It is the most shameful moment in the history of cricket. Shame on Pakistan. Here is the video depicting the shameful event. The greed with which the guy gets the wads of currency from the 'dealer' is disgusting. Pakistan cricket team should be banned from playing.

And this has happened in the blessed month of Ramazan! Look at the eyes of the guy. They are full of greed. Look at his stretched hands. Prophet Muhammad (Pbuh) said: "The upper hand is better than the lower hand" This man has lowered his hand with ulterior motives.

Betting, gambling and speculation are banned in Islam. How come betting and gambling thrives in Muslim societies? It is very sad. It is very bad. It is madness.

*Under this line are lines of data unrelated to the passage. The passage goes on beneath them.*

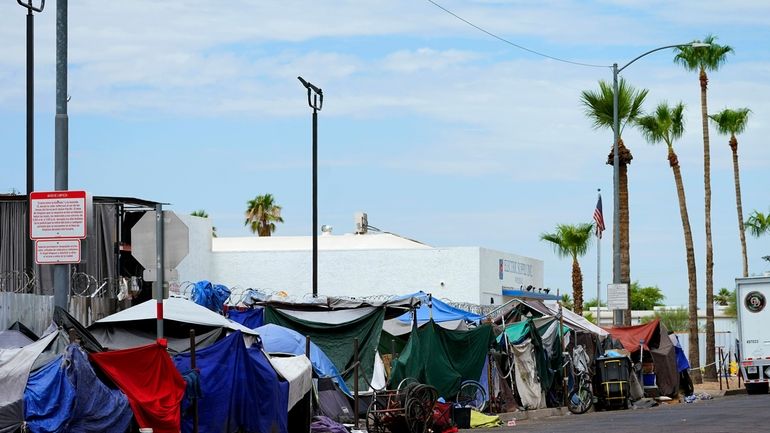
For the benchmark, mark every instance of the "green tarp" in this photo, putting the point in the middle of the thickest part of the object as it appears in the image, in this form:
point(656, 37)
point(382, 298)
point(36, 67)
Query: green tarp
point(443, 358)
point(336, 340)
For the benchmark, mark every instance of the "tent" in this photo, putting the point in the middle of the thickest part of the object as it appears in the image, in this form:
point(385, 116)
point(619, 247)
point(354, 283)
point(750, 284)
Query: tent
point(15, 366)
point(443, 358)
point(66, 395)
point(240, 389)
point(277, 339)
point(136, 326)
point(658, 344)
point(334, 332)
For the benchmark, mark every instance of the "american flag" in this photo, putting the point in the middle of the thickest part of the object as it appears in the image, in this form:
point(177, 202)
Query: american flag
point(599, 218)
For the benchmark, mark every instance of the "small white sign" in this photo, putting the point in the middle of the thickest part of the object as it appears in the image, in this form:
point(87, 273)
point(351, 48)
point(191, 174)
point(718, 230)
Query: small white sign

It is not exclusive to Pakistan alone. Indians too have been involved in spot fixing and match fixing for many many decades.India’s greatest cricket writer, Prem Panicker, managing editor of Yahoo! India, says that spot-fixing, like match-fixing, isn’t quite a 21st century phenomenon but a 20th century one. He writes in his blog:
There was once an opening batsman known as much for his impeccable technique as for his preternatural sense of the ebbs and flows, the rhythms, of Test cricket. The way he constructed an innings was both masterclass and template: the early watchfulness, the constant use of the well placed single to get away from strike and go to the other end, from where he could observe the behavior of pitch and bowler, the imperceptible change of gears and then, as the lunch interval loomed, the gradual down-shifting of gears as commentators marveled: ‘He is pulling down the shutters… he knows it is important not to give away his wicket just before the break… the onus is on him to return after the break and build his innings all over again… the man is a master of focus…’
I followed along, on radio first and later, on television, and I marveled along with the commentators, the experts. And then, years later, I heard a story — of how, when the toss went the way of his team and this opener went out to bat on the first day of a Test, a close relative would bet with not one, but several, bookies, about whether the batsman would get to 50 before lunch. Or not. ‘So he would get to 45 or so, and there would be 20 minutes to go before lunch, and he would defend like hell, and all these experts would talk about how he is downing shutters for lunch when the fact was, there was a lot of money riding on his not getting 50 before the break,’ is a paraphrase of what one of the bookies who suffered from such well-placed bets said.
That is just one story, of the dozens that come your way once you become a journalist, and gain entree into the Kabuki world of cricket.

 More Here.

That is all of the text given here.